WASHINGTON (CN) – The Senate on Thursday confirmed two of President Donald Trump’s federal judicial nominees, one to a court in Kansas and another to a court in Kentucky.
Both nominees cleared the Senate by unanimous voice vote after Democrats forced procedural votes on their nominations. The Senate voted 74-24 in a procedural vote on John Broomes, who is up for a seat on the U.S. District Court for the District of Kansas. U.S. District Court for the Western District of Kentucky nominee Rebecca Jennings cleared the same hurdle 94-2.
As their unopposed confirmations in the Senate indicate, neither nominee drew much controversy during the nomination process. Broomes and Jennings were both scheduled to testify at a nomination hearing in November, but never appeared before the committee as a panel of two circuit court judges who went before them ran long.
Jennings has worked at the Louisville, Kentucky, firm Middleton Reutlinger since 2003, becoming the chair of the firm’s litigation department in 2014. Jennings joined the firm after clerking for U.S. District Judge William Haynes of the Middle District of Tennessee.
While at the firm, Jennings has defended companies against class actions and worked both sides of professional malpractice and intellectual property cases, according to her profile on the firm’s website.

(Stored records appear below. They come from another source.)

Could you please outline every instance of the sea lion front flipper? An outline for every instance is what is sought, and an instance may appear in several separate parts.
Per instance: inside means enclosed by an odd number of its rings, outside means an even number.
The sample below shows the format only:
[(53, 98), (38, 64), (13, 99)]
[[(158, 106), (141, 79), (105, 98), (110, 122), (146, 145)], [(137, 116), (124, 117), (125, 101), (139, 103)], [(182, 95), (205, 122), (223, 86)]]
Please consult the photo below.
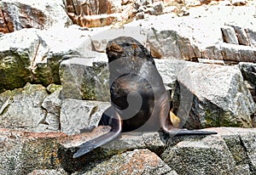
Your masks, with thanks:
[(201, 130), (188, 130), (188, 129), (178, 129), (172, 128), (168, 133), (170, 135), (181, 136), (181, 135), (211, 135), (218, 134), (217, 132), (201, 131)]
[(102, 146), (108, 142), (111, 142), (117, 138), (120, 135), (120, 133), (109, 132), (92, 140), (85, 142), (79, 146), (79, 150), (73, 155), (73, 158), (79, 157), (92, 150)]
[[(104, 114), (103, 114), (104, 115)], [(109, 133), (105, 133), (98, 138), (89, 140), (79, 146), (79, 150), (73, 155), (73, 158), (79, 157), (92, 150), (102, 146), (116, 139), (121, 133), (122, 121), (117, 112), (113, 112), (113, 117), (111, 118), (112, 129)]]

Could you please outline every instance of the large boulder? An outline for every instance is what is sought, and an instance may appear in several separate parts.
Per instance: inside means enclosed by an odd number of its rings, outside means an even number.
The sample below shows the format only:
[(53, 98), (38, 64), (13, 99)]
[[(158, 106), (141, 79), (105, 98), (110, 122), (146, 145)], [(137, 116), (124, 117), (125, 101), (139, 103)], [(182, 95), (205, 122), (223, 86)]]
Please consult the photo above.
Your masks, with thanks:
[(84, 169), (84, 174), (114, 174), (123, 172), (127, 174), (177, 174), (156, 154), (146, 149), (116, 155), (107, 161), (91, 164)]
[(69, 135), (96, 127), (109, 102), (64, 99), (61, 109), (61, 131)]
[(23, 28), (46, 29), (72, 25), (62, 0), (3, 0), (0, 9), (0, 31), (4, 33)]
[(106, 54), (96, 52), (90, 57), (63, 60), (60, 65), (63, 97), (109, 101), (107, 60)]
[(26, 82), (60, 84), (63, 56), (68, 59), (67, 55), (91, 50), (89, 32), (73, 25), (47, 31), (23, 29), (1, 37), (0, 92), (22, 88)]
[(177, 82), (174, 108), (183, 118), (181, 126), (253, 127), (255, 104), (237, 67), (189, 65), (181, 70)]
[[(217, 131), (218, 134), (160, 137), (165, 146), (154, 149), (150, 146), (159, 139), (156, 134), (148, 134), (141, 147), (137, 135), (125, 134), (116, 143), (123, 140), (121, 142), (125, 144), (125, 140), (128, 139), (131, 149), (136, 148), (132, 147), (132, 143), (140, 149), (127, 151), (100, 148), (73, 159), (73, 155), (79, 145), (73, 141), (81, 140), (90, 133), (67, 136), (61, 133), (35, 133), (0, 129), (0, 144), (3, 145), (0, 147), (0, 173), (67, 172), (75, 175), (124, 171), (142, 174), (255, 173), (255, 129), (218, 127), (207, 130)], [(96, 134), (102, 133), (98, 130)], [(134, 168), (131, 168), (131, 165)]]
[(45, 88), (27, 84), (24, 89), (15, 89), (1, 93), (3, 109), (1, 127), (34, 131), (44, 124), (45, 112), (41, 104), (47, 97)]
[(27, 83), (0, 93), (0, 126), (33, 132), (60, 130), (60, 90), (49, 94), (42, 85)]
[(0, 37), (0, 92), (22, 88), (32, 79), (31, 66), (40, 40), (36, 30), (21, 30)]
[(255, 129), (215, 131), (218, 135), (201, 138), (172, 138), (160, 157), (178, 174), (255, 173)]

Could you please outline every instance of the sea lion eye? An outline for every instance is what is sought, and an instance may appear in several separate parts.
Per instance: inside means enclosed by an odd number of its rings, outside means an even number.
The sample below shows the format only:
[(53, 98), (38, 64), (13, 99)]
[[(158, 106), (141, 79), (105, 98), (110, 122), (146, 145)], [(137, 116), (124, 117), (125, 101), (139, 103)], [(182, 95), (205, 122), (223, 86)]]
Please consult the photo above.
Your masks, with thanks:
[(124, 51), (123, 48), (119, 45), (116, 44), (115, 42), (112, 42), (108, 48), (109, 51), (116, 52), (116, 53), (122, 53)]
[(131, 46), (132, 46), (133, 49), (136, 49), (137, 48), (137, 45), (135, 42), (132, 42)]

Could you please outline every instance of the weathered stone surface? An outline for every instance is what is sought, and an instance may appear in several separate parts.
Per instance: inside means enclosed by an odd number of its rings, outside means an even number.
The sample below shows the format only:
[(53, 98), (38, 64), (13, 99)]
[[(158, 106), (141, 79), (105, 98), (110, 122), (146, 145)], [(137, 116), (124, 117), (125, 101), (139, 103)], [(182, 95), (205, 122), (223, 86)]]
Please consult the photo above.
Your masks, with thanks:
[(52, 25), (70, 25), (62, 0), (34, 2), (3, 0), (0, 4), (0, 31), (12, 32), (23, 28), (46, 29)]
[(64, 99), (61, 109), (61, 130), (75, 134), (82, 129), (97, 126), (102, 113), (109, 106), (109, 102)]
[(256, 86), (256, 64), (241, 62), (238, 65), (244, 79)]
[[(32, 172), (131, 174), (135, 172), (141, 174), (255, 173), (255, 129), (218, 127), (207, 130), (217, 131), (218, 134), (207, 137), (180, 136), (169, 139), (160, 137), (162, 142), (168, 139), (168, 147), (160, 155), (162, 161), (148, 150), (125, 152), (120, 150), (111, 151), (106, 148), (97, 149), (81, 158), (73, 159), (73, 154), (79, 145), (75, 143), (88, 135), (91, 138), (91, 134), (84, 133), (67, 136), (61, 133), (34, 133), (1, 129), (0, 172), (1, 174)], [(102, 134), (100, 130), (95, 133)], [(152, 149), (151, 144), (154, 144), (154, 143), (160, 138), (157, 133), (146, 133), (143, 136), (144, 144), (142, 142), (142, 145), (137, 140), (132, 140), (135, 135), (126, 134), (125, 137), (119, 140), (128, 145), (132, 145), (134, 142), (136, 146), (132, 148), (137, 146), (143, 148), (143, 145), (145, 149), (150, 149), (158, 154), (163, 150), (162, 146)]]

Jennings once served as lead defense counsel for a Kentucky school board that faced an ACLU-supported class action challenge to a program that allowed parents to enroll their children in classes that were divided by gender. A federal judge eventually ruled the program did not violate federal education regulations.
Despite a lengthy history in civil litigation, Jennings acknowledged in response to written questions Sen. Sheldon Whitehouse, D-R.I., submitted after her nomination hearing that she must work to remedy her lack of experience in criminal law.
Jennings said judges at the court to which she has been confirmed have allowed her to sit in on criminal proceedings, which she said will supplement her individual study of the subject.
John Broomes has worked as an attorney at the Hinkle Law Firm in Wichita, Kansas, since 2007, rising to the position of partner in 2010. Before attending law school, Broomes worked as a laboratory and project manager at Koch Industries. Broomes also served in the Navy from 1991 to 1996, earning the rank of lieutenant.
Broomes’ practice at Hinkle focuses on oil and gas law, primarily serving as outside general counsel for out-of-state businesses. Broomes told lawmakers he typically helps coordinate litigation efforts for attorneys in multiple states, working closely with his clients’ in-house counsel.
Whitehouse pressed Broomes in written questions submitted after his nomination hearing about his extensive work with oil and gas companies, specifically asking for his personal views on fracking.
Broomes explained his personal views on the issue would not matter if he was confirmed to the court and he assured Whitehouse that his work for oil and gas companies has not diminished his views of the environment.
“To the extent my work has had any effect on environmental rights, it has been to advance those rights,” Broomes wrote. “Energy is essential to the well-being of the people of the United States and many of my clients have helped bring affordable energy resources to the American public. The availability of abundant, affordable energy helps support a level of economic prosperity that enables a country like the United States to promote environmental quality.”